Ik wens er ook nog op te wijzen dat een vrijstelling van socialezekerheidsbijdrage geldt voor het loon dat wordt uitbetaald aan de personen die een hoofdactiviteit hebben in een onderwijsinstelling en als bijkomende prestatie voor dezelfde werkgever een toezichts- en/of begeleidingsactiviteit uitoefenen.
15.03 Meryame Kitir (sp.a): Mevrouw de minister, ik dank u. Ik ben blij dat u al hard aan het werk bent met dit thema. Ik zal u later in het jaar hierover opnieuw ondervragen, aangezien de conclusies pas in het voorjaar zullen komen.
15.04 Minister Maggie De Block: Ik heb gevraagd naar een actualisering van de wet, maar ook om een aparte werkgroep bijeen te roepen rond de zogezegde grijze zone van de semi-agorale arbeid. Die grijze zone is er nog steeds. Daar is een aparte groep rond gevormd, omdat dit te maken heeft met heel de wetgeving op werk.

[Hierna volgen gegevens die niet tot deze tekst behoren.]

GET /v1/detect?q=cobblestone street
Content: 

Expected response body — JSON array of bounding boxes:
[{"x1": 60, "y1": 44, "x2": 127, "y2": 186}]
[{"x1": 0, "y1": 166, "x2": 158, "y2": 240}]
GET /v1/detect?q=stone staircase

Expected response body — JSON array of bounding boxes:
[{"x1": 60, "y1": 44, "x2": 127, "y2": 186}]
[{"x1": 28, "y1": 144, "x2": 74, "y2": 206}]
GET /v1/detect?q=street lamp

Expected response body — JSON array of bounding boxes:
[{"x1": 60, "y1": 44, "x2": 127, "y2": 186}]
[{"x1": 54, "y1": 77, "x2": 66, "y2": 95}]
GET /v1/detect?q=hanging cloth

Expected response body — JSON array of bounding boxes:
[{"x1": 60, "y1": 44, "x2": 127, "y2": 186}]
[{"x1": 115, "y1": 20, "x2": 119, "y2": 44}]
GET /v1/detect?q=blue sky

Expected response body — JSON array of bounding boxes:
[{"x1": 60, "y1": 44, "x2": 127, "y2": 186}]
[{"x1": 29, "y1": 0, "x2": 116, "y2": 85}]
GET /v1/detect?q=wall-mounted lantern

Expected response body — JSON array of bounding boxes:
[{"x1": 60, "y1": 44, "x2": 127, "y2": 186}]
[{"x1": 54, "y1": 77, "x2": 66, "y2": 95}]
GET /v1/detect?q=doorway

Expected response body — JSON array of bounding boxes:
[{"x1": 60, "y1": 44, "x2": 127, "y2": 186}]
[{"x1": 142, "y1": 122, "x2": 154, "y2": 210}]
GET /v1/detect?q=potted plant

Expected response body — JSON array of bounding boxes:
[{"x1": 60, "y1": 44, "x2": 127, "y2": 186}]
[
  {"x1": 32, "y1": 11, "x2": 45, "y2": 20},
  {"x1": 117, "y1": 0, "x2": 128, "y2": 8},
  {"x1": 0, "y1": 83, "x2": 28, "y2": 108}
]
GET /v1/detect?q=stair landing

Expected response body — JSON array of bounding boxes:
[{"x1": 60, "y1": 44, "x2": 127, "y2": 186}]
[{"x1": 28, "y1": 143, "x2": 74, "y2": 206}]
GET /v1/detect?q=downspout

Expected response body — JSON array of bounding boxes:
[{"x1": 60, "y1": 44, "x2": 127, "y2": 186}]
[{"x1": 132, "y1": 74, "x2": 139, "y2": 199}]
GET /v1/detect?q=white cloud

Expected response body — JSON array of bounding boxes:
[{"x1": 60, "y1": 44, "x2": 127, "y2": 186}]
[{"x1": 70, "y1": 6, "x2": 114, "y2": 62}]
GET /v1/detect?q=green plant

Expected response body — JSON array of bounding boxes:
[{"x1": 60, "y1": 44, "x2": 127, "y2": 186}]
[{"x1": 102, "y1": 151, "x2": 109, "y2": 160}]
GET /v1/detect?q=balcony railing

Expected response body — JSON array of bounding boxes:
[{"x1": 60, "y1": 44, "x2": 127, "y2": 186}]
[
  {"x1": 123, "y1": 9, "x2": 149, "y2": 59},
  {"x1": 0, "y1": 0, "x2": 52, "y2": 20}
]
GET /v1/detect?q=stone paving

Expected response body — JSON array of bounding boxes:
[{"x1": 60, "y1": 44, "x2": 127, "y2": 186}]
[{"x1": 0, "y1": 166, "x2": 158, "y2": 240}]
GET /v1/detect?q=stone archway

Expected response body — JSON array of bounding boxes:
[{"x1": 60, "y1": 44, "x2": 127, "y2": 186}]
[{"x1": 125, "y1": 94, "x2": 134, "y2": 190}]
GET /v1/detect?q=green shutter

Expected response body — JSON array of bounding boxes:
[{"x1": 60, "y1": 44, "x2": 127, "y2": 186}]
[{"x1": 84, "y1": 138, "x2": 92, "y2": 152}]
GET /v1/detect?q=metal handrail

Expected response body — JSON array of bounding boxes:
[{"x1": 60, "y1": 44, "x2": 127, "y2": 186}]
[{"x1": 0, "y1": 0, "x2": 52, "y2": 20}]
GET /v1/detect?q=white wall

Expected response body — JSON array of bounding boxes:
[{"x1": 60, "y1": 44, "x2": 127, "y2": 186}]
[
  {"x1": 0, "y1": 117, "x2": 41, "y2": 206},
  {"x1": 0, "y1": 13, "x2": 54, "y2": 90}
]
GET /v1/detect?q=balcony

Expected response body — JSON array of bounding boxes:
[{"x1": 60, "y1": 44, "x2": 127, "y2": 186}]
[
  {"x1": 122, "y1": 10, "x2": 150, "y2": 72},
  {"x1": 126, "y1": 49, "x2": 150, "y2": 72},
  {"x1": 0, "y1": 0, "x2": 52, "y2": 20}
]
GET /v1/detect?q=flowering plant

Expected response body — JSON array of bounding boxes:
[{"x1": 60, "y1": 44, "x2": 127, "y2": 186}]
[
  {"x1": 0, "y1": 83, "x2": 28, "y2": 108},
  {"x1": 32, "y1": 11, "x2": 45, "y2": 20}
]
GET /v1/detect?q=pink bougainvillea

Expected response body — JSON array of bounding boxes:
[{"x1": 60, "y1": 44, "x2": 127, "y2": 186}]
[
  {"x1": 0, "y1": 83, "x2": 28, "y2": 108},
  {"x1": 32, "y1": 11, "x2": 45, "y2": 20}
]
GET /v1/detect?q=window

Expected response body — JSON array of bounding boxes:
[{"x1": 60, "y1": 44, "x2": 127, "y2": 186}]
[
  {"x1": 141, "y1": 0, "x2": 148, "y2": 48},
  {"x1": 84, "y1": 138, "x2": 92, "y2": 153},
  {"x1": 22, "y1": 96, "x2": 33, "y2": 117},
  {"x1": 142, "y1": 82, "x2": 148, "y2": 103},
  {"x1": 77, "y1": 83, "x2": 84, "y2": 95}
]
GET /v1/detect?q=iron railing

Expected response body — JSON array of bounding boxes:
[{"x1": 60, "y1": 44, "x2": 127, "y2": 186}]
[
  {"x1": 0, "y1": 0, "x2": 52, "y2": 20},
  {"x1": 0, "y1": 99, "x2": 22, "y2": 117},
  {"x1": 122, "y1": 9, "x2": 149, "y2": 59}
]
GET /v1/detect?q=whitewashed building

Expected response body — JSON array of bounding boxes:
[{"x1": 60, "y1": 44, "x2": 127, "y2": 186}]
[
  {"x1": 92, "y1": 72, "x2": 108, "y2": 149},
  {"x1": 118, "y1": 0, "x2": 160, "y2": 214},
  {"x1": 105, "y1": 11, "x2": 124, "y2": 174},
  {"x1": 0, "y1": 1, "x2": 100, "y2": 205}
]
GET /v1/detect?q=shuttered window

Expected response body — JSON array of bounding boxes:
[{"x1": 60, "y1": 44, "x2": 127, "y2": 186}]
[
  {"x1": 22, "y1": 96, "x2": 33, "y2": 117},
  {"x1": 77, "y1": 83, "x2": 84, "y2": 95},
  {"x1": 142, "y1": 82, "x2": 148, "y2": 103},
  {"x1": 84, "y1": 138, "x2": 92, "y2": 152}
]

Die mensen waren stomverbaasd toen ik op hun vergadering kwam, want in al die jaren die zij bestaan, hebben zij daar nog nooit een minister van Sociale Zaken aan de tafel gezien.
15.05 Meryame Kitir (sp.a): We maken blijkbaar vooruitgang.
L'incident est clos.
De voorzitter: Vraag nr. 8606 van mevrouw Van Peel wordt omgezet naar een schriftelijke vraag.
De openbare commissievergadering wordt gesloten om 16.47 uur.
La réunion publique de commission est levée à 16.47 heures.